DEAR ABBY: This is in reference to your reply to the mother who had difficulty understanding why "God took her child" through an accident. My teenage grandson was struck and killed by a car while crossing the street. The driver of the car had been drinking in a bar for three hours. He was driving a vehicle that was not his and was going at a speed estimated to be twice the legal limit. He did not stop after hitting my grandson.
When her minister told my daughter it was "God's will" and she would have to "bow" to it, she, too, had difficulty accepting it. I suggested that for a person to get into a "borrowed" vehicle, exceed the speed limit and leave the scene of an accident was not the will of God, but the will of Satan.Is it not approaching blasphemy to blame God for something for which Satan is responsible? - THE REV. AUTRY BROWN, BOLIVAR, MO.
DEAR MR. BROWN: Let us leave both God and Satan out of it; the blame rightfully belongs to the driver of the car.
DEAR ABBY: In a recent column you advised a reader not to fight fire with fire because it might create a bigger fire. In some instances, I suppose this is true. However, there are times when one has to take extreme measures.
For example, my husband of many years used to come to the table for meals with no shirt on. I repeatedly asked him not to do this because I did not like looking at all that flesh while I ate. But he contiued to do so, saying that he "forgot."
Finally, one Sunday morning when I had prepared an especially nice breakfast, he came to the table wearing only his shorts. He was in his early 70s by this time and by no means attractive in his half-naked state. (I am 10 years younger.)

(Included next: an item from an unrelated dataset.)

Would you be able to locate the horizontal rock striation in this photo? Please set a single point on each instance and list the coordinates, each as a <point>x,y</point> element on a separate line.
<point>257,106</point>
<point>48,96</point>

So, without saying a word, I left the table took off my dress and bra and returned to the table and proceeded to eat my breakfast. My husband took one look at me, got up and went to his room, put on a shirt and returned to the breakfast table. I then got up, went to my room again, redressed and returned to the table.
Neither my husband nor I said one word about the incident, but he never came to the table in a half-dressed state again. - ST. PETERSBURG FIREFIGHTER
DEAR FIREFIGHTER: How true that old saying: "Actions speak louder than words." No words could have been more effective.
DEAR ABBY: Aprpros Henry Clay's famous words, "I'd rather be right than be president," Orlando B. Ficklin of Illinois was heard to quip, "The gentlement will probably never be either!" - JACK B. HORSLEY, MATTOON, ILL.
DEAR MR. HORSLEY: Mr. Ricklin must have had a crystal ball. Henry Clay, for all his brilliance, was a five-time loser, having lost his bid for the presidency to John Quincy Adams, Andrew Jackson and James K. Polk, and his party's nomination to William Henry Harrison and Zachary Taylor.
CONFIDENTIAL TO YOU: To ensure a Happy New Year for you and everyone else - if you're driving, don't drink. And if you're drinking, please don't drive.